I am trying to understand the following claim.
Claim. Let $a_1, ..., a_n$ be $n$ points in $\mathbb R^d$, $d>n\geq 2$. We assume that $\{a_1, ..., a_n\}$ is linearly independent. Let $y$ be a point in the linear span of $a_1,..., a_n$ such that $$\langle y-a_i, a_i \rangle = 0 \text{ for all } i=1,..., n. \tag{1}$$ Then the ball with diameter joining $y$ and $0_{\mathbb R^d}$ is the $\color{red}{\text{smallest}}$ ball containing $\{a_1, ..., a_n\} \cup \{0_{\mathbb R^d}\}$.
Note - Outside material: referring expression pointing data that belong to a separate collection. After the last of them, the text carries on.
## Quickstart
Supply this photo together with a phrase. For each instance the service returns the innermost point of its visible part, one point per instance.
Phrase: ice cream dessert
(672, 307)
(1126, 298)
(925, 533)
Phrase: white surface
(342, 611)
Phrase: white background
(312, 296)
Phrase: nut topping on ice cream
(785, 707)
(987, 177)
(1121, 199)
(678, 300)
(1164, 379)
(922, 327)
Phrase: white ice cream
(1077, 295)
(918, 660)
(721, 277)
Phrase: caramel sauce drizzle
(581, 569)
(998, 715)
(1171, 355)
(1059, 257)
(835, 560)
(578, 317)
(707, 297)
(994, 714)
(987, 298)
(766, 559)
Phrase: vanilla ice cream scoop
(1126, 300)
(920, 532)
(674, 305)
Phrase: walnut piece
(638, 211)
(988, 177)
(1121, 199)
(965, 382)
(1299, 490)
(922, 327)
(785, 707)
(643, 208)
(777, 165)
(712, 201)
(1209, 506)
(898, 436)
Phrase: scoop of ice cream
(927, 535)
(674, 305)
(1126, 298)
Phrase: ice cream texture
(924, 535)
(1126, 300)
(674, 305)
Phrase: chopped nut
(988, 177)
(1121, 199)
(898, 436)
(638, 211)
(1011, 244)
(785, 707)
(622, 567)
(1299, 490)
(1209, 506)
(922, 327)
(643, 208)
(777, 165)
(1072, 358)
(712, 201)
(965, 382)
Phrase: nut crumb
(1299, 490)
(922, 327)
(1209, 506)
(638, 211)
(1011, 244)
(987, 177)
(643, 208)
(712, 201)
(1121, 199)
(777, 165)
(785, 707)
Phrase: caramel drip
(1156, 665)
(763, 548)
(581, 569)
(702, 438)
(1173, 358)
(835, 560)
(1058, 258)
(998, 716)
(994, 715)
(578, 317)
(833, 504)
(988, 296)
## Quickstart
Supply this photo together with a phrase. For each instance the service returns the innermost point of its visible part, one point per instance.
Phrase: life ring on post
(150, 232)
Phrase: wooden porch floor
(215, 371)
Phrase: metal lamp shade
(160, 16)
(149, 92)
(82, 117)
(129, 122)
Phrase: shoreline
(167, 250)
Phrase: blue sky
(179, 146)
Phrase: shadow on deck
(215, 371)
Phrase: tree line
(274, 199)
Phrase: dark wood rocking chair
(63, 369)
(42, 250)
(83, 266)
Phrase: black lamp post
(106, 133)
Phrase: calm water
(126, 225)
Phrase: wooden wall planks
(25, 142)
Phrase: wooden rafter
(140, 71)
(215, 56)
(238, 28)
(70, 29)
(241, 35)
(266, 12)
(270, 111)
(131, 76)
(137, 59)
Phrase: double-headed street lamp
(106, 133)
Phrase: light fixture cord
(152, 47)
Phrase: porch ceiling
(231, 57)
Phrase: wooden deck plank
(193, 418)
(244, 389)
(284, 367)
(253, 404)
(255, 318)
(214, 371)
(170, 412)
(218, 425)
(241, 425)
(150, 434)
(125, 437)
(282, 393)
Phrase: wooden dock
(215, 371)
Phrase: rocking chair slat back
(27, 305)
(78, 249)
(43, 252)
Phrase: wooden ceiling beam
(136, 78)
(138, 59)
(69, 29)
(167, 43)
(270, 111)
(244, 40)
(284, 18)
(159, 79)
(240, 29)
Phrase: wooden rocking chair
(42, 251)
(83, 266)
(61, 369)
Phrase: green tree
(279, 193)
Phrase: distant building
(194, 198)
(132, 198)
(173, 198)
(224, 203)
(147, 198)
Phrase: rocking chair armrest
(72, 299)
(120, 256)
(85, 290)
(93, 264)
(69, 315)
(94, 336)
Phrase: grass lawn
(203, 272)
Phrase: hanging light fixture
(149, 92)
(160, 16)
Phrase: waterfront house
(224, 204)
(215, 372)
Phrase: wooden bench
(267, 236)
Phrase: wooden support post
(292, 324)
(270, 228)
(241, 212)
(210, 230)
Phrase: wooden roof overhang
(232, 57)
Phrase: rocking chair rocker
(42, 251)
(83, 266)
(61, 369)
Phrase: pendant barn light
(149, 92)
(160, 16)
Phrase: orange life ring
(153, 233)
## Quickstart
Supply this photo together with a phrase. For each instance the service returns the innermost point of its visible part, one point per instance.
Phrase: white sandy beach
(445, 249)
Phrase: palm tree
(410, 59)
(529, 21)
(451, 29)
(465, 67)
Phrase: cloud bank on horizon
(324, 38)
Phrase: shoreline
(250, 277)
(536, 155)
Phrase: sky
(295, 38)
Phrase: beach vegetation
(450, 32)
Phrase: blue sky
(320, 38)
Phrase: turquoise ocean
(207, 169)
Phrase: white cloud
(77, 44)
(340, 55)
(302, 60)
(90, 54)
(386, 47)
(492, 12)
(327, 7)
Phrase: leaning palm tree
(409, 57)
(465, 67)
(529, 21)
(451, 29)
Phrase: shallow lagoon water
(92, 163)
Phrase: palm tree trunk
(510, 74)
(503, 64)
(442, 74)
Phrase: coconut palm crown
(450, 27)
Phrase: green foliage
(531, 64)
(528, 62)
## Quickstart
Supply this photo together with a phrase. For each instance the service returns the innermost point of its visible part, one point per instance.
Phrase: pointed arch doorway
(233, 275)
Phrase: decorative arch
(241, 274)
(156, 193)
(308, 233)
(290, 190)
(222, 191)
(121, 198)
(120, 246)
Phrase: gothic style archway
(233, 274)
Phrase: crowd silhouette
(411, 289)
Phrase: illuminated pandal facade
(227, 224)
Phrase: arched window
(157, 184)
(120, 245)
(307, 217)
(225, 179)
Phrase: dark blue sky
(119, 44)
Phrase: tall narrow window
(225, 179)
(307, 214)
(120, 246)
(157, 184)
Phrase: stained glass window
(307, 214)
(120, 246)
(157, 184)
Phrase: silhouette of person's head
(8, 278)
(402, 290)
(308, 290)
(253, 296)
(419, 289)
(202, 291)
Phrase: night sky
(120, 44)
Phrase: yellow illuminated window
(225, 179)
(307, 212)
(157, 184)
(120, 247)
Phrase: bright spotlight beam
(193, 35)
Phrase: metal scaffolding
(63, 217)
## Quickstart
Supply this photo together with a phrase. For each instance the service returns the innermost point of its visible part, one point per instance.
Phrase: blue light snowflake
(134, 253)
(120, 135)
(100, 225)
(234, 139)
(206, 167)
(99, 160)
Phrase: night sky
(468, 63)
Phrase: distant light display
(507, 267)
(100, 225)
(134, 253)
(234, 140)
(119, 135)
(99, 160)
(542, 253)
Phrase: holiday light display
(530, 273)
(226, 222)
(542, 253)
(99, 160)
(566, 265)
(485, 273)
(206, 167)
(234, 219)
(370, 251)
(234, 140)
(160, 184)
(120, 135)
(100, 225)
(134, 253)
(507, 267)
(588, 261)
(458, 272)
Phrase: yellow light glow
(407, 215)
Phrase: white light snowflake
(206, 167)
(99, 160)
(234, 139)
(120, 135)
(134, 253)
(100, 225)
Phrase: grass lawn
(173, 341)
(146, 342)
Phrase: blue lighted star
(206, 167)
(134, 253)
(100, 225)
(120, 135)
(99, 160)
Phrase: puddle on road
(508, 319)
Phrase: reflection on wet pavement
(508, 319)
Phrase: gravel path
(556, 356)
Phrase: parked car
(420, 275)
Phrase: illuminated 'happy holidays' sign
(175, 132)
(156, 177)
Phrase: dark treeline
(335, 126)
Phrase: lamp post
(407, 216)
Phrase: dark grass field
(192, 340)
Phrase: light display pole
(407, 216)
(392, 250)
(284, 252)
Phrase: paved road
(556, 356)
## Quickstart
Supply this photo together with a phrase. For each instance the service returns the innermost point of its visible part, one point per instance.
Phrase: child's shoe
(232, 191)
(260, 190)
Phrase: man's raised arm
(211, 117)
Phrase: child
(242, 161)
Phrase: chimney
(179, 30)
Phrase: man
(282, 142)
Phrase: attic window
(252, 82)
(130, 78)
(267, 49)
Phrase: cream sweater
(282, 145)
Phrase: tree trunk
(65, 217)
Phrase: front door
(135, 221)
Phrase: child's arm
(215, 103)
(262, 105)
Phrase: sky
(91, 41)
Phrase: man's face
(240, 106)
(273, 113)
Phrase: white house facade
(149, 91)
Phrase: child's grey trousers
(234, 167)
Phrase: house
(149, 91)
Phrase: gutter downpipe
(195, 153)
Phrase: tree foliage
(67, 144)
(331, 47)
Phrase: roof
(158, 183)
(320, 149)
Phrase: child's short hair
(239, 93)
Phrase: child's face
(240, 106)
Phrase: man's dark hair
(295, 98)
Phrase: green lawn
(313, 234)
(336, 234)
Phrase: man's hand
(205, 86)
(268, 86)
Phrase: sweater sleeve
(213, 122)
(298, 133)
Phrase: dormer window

My attempts. First, the existence of $y$ is well defined. Indeed, if we let $y=\sum_{i=1}^n x_i a_i$, then the system of linear equations $(1)$ has a unique solution $x=(x_i)_{i=1,...,n}$ by applying the Gram determinant. Second, let $v_0=\frac{y}{2}$, then I can prove that $||y-v_0||=||0_{\mathbb R^d} -v_0||=||a_i-v_0||$ for all $i=1,..., n$, i.e. the ball with diameter joining $y$ and $0_{\mathbb R^d}$ already contained $\{a_1, ..., a_n\} \cup \{0_{\mathbb R^d}\}$.
My question. To prove the smallestness, we may consider $B(v_1, R)$ the smallest ball containing $\{a_1, ..., a_n\} \cup \{0_{\mathbb R^d}\}$ so as to $v_1\neq \frac{y}{2}$. How do I deduce a contradiction?